Esta vez sí que el diagnóstico era fatal de necesidad: un campeón de los derechos de la mujer, cómplice de una violación. La necrológica era fácil de escribir: la hipocresía de los Kennedy le había llevado a su sexta e irreversible muerte. Los tribunales le volvieron a absolver, pero hasta los bostonianos más leales a su causa decían en las encuestas que no era digno de seguir en el Senado.
Él hizo entonces dos cosas: pedir perdón en un emotivo discurso en Harvard -«Reconozco mis insuficiencias, las faltas que he cometido en mi vida privada, porque no sólo debemos luchar por un mundo mejor, sino también por hacernos mejores a nosotros mismos»- y buscar la redención en el amor. Lo primero surgió de una ética católica tan sui generis que siempre le permitió votar a favor del aborto, lo segundo de su relación y matrimonio con la abogada Victoria Reggie. Y el milagro volvió a repetirse: aunque fue la primera vez que un Kennedy obtenía menos del 60% de los votos, Ted conservó su escaño, reanudó su fructífera labor legislativa y vivió los años aparentemente más felices de su vida.
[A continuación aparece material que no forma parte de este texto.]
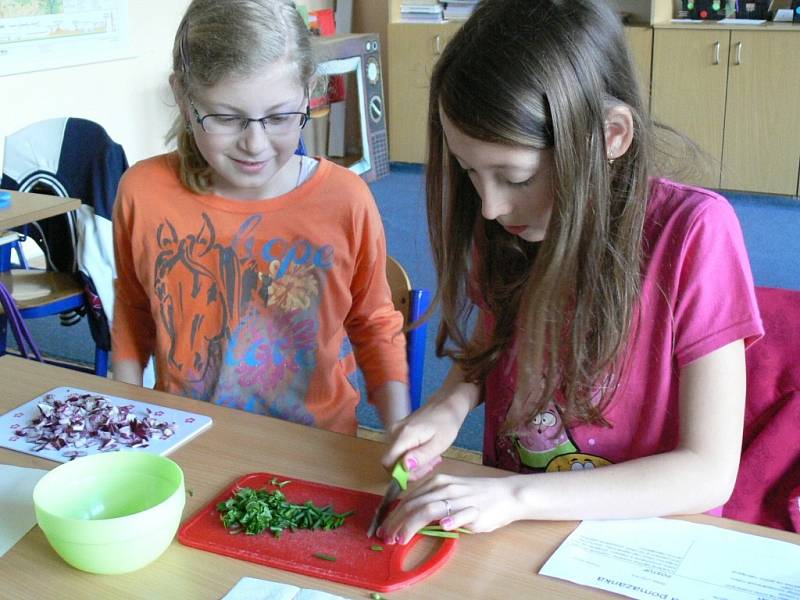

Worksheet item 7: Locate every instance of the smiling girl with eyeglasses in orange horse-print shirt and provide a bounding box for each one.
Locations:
[112,0,409,434]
Esta su séptima muerte que de momento nos ocupa comenzó a desencadenarse hace poco más de 15 meses muy cerca de donde ahora acabamos de detener el coche tras haber dejado atrás los yates, las gaviotas y las mansiones de Newport. Me refiero a la casa grande que domina el conjunto residencial -el Kennedy compound- del número 50 de la Avenida Marchant de Hyannis Port que cualquiera puede avistar si camina 200 metros a través de una playa de arena fina, conchas pequeñas y algas delgadas.
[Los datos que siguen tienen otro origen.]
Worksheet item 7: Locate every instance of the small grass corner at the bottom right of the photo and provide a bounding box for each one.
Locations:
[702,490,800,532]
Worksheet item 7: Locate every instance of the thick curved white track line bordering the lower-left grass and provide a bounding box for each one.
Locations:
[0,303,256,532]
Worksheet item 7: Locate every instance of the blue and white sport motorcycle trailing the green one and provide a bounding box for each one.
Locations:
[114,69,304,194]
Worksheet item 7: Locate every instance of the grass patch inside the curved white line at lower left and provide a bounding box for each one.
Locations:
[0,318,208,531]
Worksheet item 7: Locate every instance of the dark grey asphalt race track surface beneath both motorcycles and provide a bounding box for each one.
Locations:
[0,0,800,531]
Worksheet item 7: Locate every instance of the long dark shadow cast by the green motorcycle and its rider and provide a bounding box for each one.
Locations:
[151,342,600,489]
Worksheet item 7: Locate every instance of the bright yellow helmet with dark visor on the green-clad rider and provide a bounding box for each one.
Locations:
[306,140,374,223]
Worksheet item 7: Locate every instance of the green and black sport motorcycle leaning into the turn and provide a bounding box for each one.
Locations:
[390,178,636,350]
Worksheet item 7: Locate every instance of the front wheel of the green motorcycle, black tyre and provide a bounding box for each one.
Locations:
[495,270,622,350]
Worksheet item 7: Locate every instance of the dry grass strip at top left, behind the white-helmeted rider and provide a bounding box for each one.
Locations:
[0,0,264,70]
Aquí, al otro lado de esta tenue empalizada de madera, comunicó el patriarca Joseph Kennedy al resto de la familia en 1944 la muerte de su hijo mayor durante una misión como piloto de combate. Aquí, un poco más allá de este embarcadero, tiró al agua Jack a Teddy cuando durante una regata no siguió sus instrucciones. Aquí, sobre esta banda de apenas 10 metros entre la tierra y el mar, paseaban Jack y Jackie antes y después de su boda en Newport. Aquí, sobre ese parterre que se atisba detrás de la vivienda, corrían John-John y Caroline por el césped a abrazar a su padre cuando descendía del helicóptero presidencial. Aquí se refugió todo el clan tras las tragedias de Dallas y Los Ángeles. Aquí vivió sus últimos años, mudo y paralítico pero desafiante y digno hasta el final, el padre de Ted. Estaba escrito que aquí debía producirse el colapso en la playa que desveló el tumor incurable en el cerebro del senador y que desde aquí, bajo la bandera del mástil de esa rotonda blanca, partiría su cortejo fúnebre.
Edward Moore Kennedy yace en el cementerio de Arlington junto a sus hermanos y si la escena que él mismo describió en su reciente carta al Papa con cierto detalle pudiera ser algo más que una alegoría, se habría reunido ya con ellos y sus padres en la mesa del más allá. Pero su legado ha salido tan vivo de este lance, su prestigio tan reforzado y su influencia tan amplificada, que tanto si es alguno de sus sobrinos, la propia Vicki o simplemente otro demócrata con sus mismas ideas quien ocupe su escaño, nadie duda de que es ahora cuando la reforma sanitaria o cualquier otro proyecto que pueda exhibir su santo y seña han quedado impregnados por la grandeza de su sueño imperecedero.
¿Cómo explicar este libro de caballerías a los lectores del siglo XXI? Hay que sentarse a ver atardecer aquí, en esta escueta y solitaria playa de Hyannis Port en la que el cielo se tiñe de rosa antes de ponerse su pijama de sombras, para escudriñar el fantasma de Rose Fitzgerald, la madre de todos los Kennedy, y entender por qué en medio de las peores tragedias siempre repetía como si hablara sola: «En esta casa no se llora, en esta casa no se llora…».
Pedro J. Ramírez, director de El Mundo.